Background/Purpose:  Monotherapy with etanercept (ETN) may be a viable therapeutic option for maintenance of patients with rheumatoid arthritis (RA) who prefer to eliminate potential burdens or side effects of combination therapy.  Our objective was to compare persistence of low disease activity (LDA)/remission in patients with RA who were on combination therapy with ETN and a conventional synthetic disease-modifying antirheumatic drug (csDMARD; most commonly methotrexate) who then either discontinued the csDMARD or continued on combination therapy.

Methods:  This analysis included RA patients from the Corrona registry during 10/1/2001–8/31/2017.  ETN monotherapy (Mono) patients were initially treated with ETN + csDMARD combination therapy, achieved Clinical Disease Activity Index (CDAI) LDA/remission (score ≤10), and discontinued the csDMARD (index visit).  The index visit for the comparator combination therapy (Combo) group (patients who continued on combination therapy) was selected as the date that had a similar time interval from the initiation visit as the Mono group.  Propensity score (PS) matching (1:2 without replacement) was used to ensure balanced groups and included variables selected a priori (baseline CDAI, RA duration, duration in LDA/remission before index) and variables not originally balanced between the Mono and Combo groups.  Cox regression was used to compare persistence in LDA/remission between the groups, overall and at specific time points, adjusted for any covariates that remained imbalanced after PS matching.  Patients were censored if disease activity increased to moderate or severe, ETN was discontinued, or a csDMARD was reinitiated (in patients in the Mono group).

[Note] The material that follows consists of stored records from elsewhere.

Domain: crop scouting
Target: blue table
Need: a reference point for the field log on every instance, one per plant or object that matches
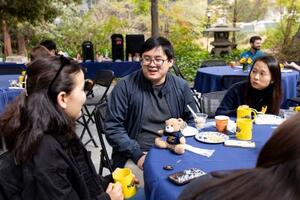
(120, 69)
(208, 79)
(157, 186)
(7, 95)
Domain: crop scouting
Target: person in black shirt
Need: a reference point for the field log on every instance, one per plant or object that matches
(45, 158)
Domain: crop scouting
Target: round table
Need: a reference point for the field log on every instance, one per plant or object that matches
(157, 185)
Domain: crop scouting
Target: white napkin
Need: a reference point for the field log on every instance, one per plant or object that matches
(203, 152)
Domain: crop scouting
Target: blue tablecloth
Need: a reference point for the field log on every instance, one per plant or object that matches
(7, 96)
(157, 186)
(120, 69)
(208, 79)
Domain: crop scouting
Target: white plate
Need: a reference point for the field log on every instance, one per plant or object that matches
(211, 137)
(189, 131)
(268, 119)
(231, 127)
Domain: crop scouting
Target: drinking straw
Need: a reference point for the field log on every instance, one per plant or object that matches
(194, 114)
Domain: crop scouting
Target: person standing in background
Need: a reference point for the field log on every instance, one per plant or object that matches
(254, 51)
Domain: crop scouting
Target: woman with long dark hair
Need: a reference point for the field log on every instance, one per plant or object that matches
(276, 176)
(45, 158)
(263, 88)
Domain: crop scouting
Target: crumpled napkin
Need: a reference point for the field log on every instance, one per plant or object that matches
(203, 152)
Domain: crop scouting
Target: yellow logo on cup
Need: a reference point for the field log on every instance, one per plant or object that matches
(125, 177)
(244, 111)
(244, 129)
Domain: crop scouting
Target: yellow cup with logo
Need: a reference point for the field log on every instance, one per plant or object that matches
(244, 111)
(297, 109)
(244, 129)
(125, 177)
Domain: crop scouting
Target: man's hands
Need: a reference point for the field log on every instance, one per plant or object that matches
(114, 190)
(141, 161)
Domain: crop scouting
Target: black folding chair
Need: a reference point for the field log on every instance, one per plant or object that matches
(99, 116)
(213, 63)
(211, 101)
(10, 70)
(103, 81)
(228, 80)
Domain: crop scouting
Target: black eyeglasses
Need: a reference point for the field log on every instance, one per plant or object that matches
(64, 61)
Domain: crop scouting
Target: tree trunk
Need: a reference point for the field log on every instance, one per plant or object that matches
(21, 43)
(154, 18)
(7, 39)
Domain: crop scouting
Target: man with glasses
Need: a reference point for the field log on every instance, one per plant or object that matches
(140, 104)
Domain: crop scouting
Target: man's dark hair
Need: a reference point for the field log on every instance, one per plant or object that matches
(254, 38)
(155, 42)
(49, 44)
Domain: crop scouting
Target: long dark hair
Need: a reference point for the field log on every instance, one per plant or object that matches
(273, 91)
(276, 175)
(36, 112)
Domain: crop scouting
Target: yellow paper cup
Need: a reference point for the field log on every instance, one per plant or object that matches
(244, 111)
(221, 123)
(244, 129)
(125, 177)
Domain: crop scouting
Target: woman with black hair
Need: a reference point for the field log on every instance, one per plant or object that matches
(263, 88)
(276, 176)
(45, 158)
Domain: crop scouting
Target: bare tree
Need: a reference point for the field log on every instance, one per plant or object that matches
(154, 18)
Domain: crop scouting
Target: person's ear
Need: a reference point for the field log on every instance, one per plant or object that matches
(62, 100)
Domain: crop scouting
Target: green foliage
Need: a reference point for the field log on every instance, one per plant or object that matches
(189, 55)
(141, 7)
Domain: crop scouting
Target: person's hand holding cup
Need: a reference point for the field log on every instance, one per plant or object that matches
(200, 120)
(221, 123)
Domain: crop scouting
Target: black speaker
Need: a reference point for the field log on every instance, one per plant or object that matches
(87, 51)
(117, 48)
(134, 44)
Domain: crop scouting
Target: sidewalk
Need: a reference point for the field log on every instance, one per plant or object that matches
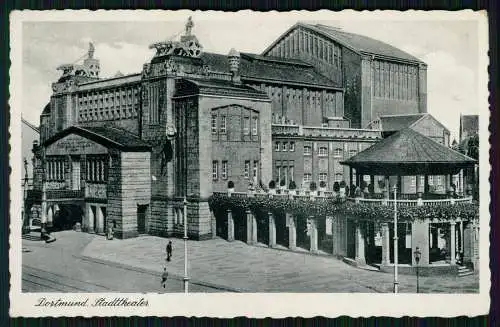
(238, 266)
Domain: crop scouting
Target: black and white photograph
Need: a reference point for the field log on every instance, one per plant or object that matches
(335, 159)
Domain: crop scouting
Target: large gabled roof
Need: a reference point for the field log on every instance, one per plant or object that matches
(409, 148)
(356, 42)
(255, 67)
(192, 86)
(392, 123)
(108, 136)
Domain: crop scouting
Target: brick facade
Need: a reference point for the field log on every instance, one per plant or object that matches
(190, 122)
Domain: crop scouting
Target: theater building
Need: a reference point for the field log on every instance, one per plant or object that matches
(126, 150)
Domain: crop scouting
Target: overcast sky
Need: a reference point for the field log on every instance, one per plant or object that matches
(449, 47)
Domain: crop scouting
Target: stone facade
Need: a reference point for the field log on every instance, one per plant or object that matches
(130, 148)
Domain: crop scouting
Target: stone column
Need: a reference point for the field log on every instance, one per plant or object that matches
(272, 230)
(360, 245)
(386, 245)
(452, 243)
(468, 246)
(100, 221)
(213, 224)
(314, 235)
(230, 226)
(249, 227)
(292, 232)
(90, 219)
(254, 229)
(335, 235)
(420, 239)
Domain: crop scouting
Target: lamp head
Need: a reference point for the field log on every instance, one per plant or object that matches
(417, 254)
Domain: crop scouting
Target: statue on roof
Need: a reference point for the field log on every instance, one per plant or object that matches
(189, 26)
(91, 50)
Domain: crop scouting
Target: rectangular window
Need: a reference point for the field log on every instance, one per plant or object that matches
(223, 172)
(247, 169)
(215, 170)
(255, 126)
(214, 124)
(256, 170)
(223, 124)
(246, 126)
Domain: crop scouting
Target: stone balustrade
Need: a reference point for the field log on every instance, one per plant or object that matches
(324, 195)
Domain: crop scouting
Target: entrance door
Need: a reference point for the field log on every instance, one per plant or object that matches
(75, 173)
(141, 218)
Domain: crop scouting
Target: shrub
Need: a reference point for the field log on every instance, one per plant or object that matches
(381, 184)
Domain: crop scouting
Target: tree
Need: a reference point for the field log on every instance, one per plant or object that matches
(473, 147)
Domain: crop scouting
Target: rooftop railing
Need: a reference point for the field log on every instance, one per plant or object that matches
(325, 195)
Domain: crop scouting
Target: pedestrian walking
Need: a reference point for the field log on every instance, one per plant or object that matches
(164, 277)
(169, 250)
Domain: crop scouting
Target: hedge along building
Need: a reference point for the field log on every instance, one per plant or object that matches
(210, 119)
(409, 153)
(375, 79)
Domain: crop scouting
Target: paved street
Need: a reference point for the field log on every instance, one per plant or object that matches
(259, 269)
(80, 262)
(56, 267)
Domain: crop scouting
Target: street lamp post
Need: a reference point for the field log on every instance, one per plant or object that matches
(186, 278)
(395, 243)
(417, 255)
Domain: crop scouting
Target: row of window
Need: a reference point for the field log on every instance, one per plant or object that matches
(323, 177)
(222, 171)
(97, 169)
(219, 125)
(284, 146)
(55, 169)
(322, 151)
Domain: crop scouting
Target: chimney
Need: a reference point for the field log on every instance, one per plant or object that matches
(234, 65)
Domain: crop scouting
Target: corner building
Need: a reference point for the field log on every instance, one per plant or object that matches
(125, 151)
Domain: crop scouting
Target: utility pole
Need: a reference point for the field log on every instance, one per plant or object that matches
(395, 242)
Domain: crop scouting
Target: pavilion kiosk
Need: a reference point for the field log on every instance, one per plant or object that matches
(443, 244)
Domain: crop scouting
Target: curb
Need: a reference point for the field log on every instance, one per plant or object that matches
(158, 274)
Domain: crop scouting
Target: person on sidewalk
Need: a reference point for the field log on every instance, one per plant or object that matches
(169, 250)
(164, 277)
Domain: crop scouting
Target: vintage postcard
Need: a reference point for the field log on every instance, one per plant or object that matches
(178, 163)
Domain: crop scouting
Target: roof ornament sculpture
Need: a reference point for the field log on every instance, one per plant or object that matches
(188, 46)
(91, 50)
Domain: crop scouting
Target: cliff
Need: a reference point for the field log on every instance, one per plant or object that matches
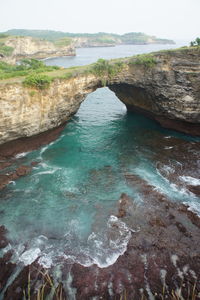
(29, 47)
(165, 86)
(100, 39)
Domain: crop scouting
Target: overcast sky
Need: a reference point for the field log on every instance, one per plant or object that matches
(176, 19)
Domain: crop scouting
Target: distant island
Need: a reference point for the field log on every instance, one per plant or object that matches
(92, 39)
(16, 44)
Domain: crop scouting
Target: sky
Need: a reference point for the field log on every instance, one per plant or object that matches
(175, 19)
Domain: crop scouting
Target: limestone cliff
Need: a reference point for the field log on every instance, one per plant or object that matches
(168, 91)
(29, 47)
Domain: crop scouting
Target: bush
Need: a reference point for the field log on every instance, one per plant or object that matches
(6, 50)
(39, 81)
(196, 42)
(145, 60)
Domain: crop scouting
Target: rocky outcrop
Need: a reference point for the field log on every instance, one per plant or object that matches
(28, 47)
(168, 91)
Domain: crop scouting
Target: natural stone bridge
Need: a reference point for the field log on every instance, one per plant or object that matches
(168, 91)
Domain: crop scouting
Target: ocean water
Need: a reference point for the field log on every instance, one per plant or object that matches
(66, 207)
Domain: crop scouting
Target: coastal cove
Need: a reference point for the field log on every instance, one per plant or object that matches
(110, 205)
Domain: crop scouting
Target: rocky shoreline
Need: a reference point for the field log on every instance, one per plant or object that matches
(162, 256)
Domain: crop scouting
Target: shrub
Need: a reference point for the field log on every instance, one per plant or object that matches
(39, 81)
(145, 60)
(6, 50)
(196, 42)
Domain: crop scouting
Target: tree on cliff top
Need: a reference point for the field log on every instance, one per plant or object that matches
(196, 42)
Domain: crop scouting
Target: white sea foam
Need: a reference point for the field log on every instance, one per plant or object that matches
(190, 180)
(29, 256)
(194, 207)
(20, 155)
(45, 261)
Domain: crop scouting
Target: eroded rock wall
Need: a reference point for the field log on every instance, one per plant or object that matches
(168, 92)
(25, 47)
(25, 112)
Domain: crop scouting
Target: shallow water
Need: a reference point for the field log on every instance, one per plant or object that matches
(66, 207)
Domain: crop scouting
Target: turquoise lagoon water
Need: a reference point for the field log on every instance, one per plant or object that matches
(66, 207)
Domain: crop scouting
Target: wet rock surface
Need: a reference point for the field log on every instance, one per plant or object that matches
(162, 255)
(8, 152)
(162, 252)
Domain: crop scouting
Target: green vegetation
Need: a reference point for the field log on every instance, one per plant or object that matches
(6, 50)
(39, 81)
(26, 67)
(3, 35)
(146, 60)
(106, 69)
(196, 42)
(48, 286)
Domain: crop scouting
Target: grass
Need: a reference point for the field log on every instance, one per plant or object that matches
(48, 287)
(39, 81)
(26, 67)
(146, 60)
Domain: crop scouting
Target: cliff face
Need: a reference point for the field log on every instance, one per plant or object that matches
(25, 112)
(169, 92)
(25, 47)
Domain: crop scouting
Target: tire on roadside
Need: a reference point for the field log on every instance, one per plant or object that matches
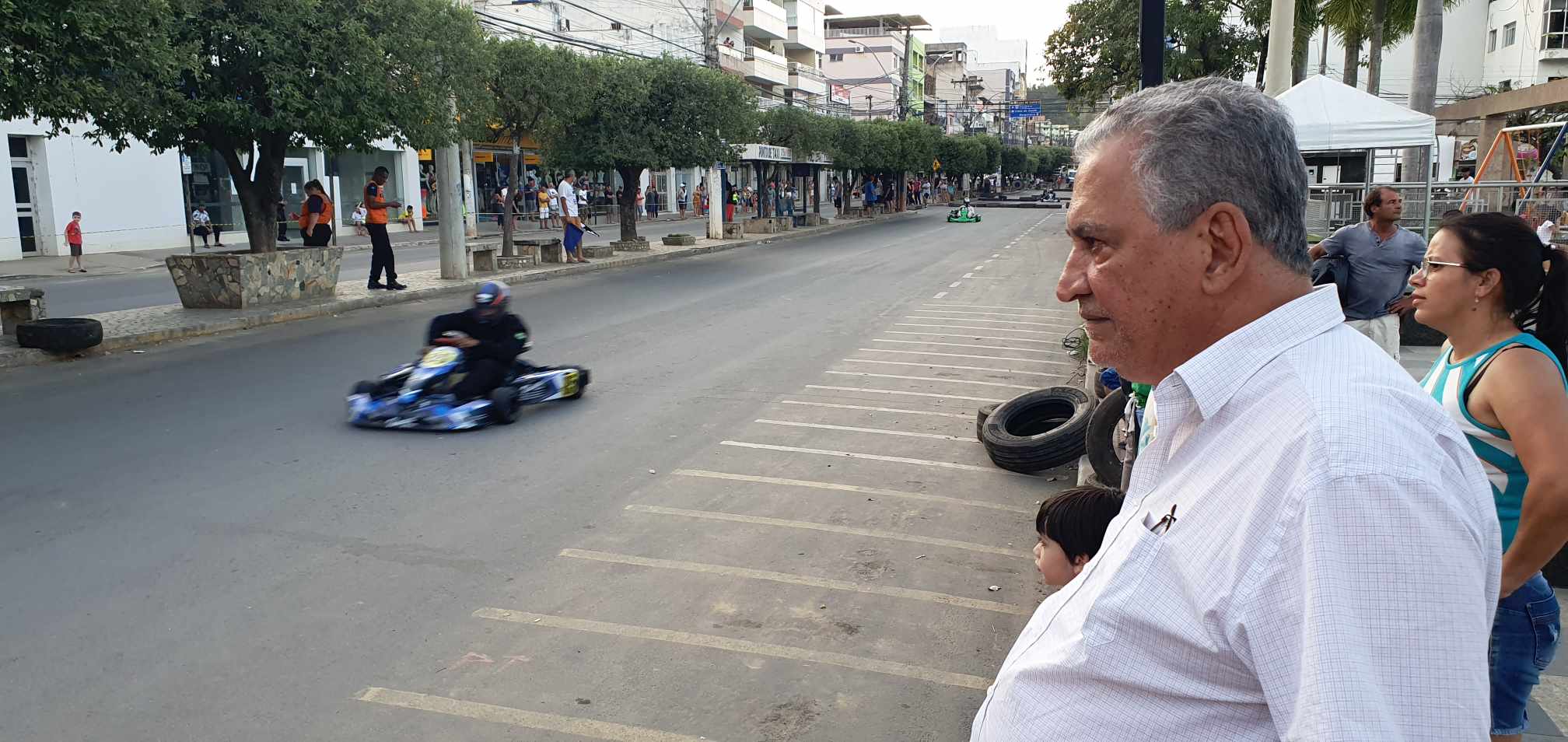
(61, 334)
(981, 416)
(1100, 439)
(1038, 430)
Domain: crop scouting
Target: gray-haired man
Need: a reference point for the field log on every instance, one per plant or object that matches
(1308, 548)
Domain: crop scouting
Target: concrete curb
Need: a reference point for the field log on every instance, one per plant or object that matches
(30, 356)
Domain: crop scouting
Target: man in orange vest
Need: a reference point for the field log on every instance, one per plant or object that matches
(376, 225)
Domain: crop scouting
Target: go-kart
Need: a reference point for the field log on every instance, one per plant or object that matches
(419, 396)
(963, 214)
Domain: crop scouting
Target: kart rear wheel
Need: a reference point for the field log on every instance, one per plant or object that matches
(504, 405)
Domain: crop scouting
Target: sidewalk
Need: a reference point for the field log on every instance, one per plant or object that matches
(132, 328)
(114, 264)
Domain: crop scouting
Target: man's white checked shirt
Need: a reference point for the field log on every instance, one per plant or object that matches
(1332, 573)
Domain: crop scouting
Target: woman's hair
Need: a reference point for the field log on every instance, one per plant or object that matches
(1535, 297)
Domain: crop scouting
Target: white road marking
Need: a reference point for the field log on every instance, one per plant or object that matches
(739, 645)
(1024, 308)
(964, 344)
(1059, 324)
(850, 429)
(853, 488)
(943, 366)
(933, 379)
(518, 717)
(796, 579)
(993, 314)
(714, 515)
(875, 408)
(993, 330)
(966, 355)
(901, 393)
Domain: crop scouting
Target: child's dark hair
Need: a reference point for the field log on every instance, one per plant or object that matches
(1534, 297)
(1076, 518)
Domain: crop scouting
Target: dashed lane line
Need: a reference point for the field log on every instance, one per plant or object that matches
(877, 408)
(828, 527)
(964, 355)
(944, 366)
(873, 457)
(739, 645)
(853, 488)
(901, 393)
(850, 429)
(933, 379)
(797, 579)
(518, 717)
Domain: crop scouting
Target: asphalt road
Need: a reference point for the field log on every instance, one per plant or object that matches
(93, 294)
(775, 520)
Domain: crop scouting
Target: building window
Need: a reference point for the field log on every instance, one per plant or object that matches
(1554, 32)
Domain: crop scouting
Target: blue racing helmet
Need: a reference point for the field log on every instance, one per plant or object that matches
(492, 300)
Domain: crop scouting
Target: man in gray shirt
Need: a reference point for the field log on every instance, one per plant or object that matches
(1381, 256)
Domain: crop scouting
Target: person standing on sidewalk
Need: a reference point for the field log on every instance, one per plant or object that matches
(1308, 548)
(1482, 285)
(376, 225)
(74, 240)
(316, 217)
(572, 223)
(1381, 256)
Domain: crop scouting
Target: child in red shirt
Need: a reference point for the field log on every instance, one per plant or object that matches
(74, 239)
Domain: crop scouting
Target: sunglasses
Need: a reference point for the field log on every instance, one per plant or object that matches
(1427, 265)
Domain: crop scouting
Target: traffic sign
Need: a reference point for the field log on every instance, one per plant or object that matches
(1024, 110)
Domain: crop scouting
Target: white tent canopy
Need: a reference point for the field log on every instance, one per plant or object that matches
(1330, 115)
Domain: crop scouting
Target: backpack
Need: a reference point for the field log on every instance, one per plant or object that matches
(1333, 270)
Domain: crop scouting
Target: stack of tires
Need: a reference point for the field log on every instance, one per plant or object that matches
(1035, 430)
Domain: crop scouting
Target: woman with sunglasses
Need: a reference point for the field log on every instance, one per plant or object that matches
(1501, 299)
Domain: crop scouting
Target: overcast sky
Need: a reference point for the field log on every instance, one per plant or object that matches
(1027, 19)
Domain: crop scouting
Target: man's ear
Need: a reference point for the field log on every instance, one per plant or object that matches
(1228, 242)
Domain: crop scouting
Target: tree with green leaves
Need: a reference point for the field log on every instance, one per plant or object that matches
(247, 80)
(632, 115)
(530, 104)
(1095, 54)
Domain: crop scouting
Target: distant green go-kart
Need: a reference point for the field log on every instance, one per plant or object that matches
(964, 214)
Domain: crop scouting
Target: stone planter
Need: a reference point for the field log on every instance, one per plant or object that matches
(243, 280)
(639, 245)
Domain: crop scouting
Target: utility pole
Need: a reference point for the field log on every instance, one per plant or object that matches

Results: We identified 182 Mono and 403 Combo patients. After matching, 120 Mono and 207 Combo patients were eligible (45 on Mono had >3 years ETN before index date and could not be matched).  After PS matching, characteristics at index visit were similar between groups except prednisone dose (mean [standard deviation] 6.2 [2.6] for Mono, 4.7 [3.4] for Combo; standardized difference 0.488).  Models indicated that a substantial proportion of both Mono and Combo groups remained in LDA/remission through 24 months after the index date (Table).  The overall persistence in LDA/remission between Mono and Combo groups was not statistically different (P = 0.057).

Conclusion: Approximately 3 of 4 patients with RA remained on ETN Mono and maintained LDA/remission for 2 years after csDMARD discontinuation.  Although Combo persistence was numerically greater than Mono, the high level of persistence with ETN Mono following achievement of LDA/remission and discontinuation of csDMARD suggests that ETN Mono may be a viable option for patients who cannot adhere to or tolerate csDMARDs.